Eurobarometer's new survey:
In Finland - more than elsewhere in the EU -
jobs require people to keep learning new things
Helsinki (27.02.2007 / edited 01.03.2007 -
Juhani Artto) When asked "does your job require you to keep learning new
things", 88 per cent of Finns replied YES. In Denmark the rate was 84 per cent, in
the Netherlands 81 per cent. France, Sweden and Malta scored 80 per cent.
These are some of the results in the survey
European Social Reality, released on Monday by the European Commission. The
survey, by Eurobarometer, was conducted between mid-November and mid-December 2006.
Hungary scored 41 per cent and came last on
the EU-25 list.

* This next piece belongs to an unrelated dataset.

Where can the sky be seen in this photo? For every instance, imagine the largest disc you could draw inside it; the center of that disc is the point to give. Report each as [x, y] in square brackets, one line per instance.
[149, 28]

Bulgaria and Romania, EU Member States since 1 January 2007, scored 42 and
52 per cent. The EU-25 average was 71 per cent.
The need, at work, to keep learning new
things seems to stress Finns relatively little, as only 25 per cent of the respondents in
Finland agreed with the statement "My work is too demanding and stressful". A
lower rate was recorded only in the Netherlands (24 per cent).
The EU-25 average was 41 per cent.
Lithuania, scoring 71 per cent, and Greece, scoring 70 per cent, topped the EU-25 list.
Also Bulgaria scored 70 per cent.
In the survey, Finland tops also another
list. 79 per cent of Finns replied positively to the statement "Our social welfare
system could serve as a model for other countries". In Denmark the rate was 78 per
cent, in France 73 per cent and in Belgium 70 per cent. At the bottom end of the list one
finds Bulgaria (2 per cent), Portugal (5 per cent) and Latvia (6 per cent). Poland and
Greece scored 8 per cent. The EU-25 average was 42 per cent.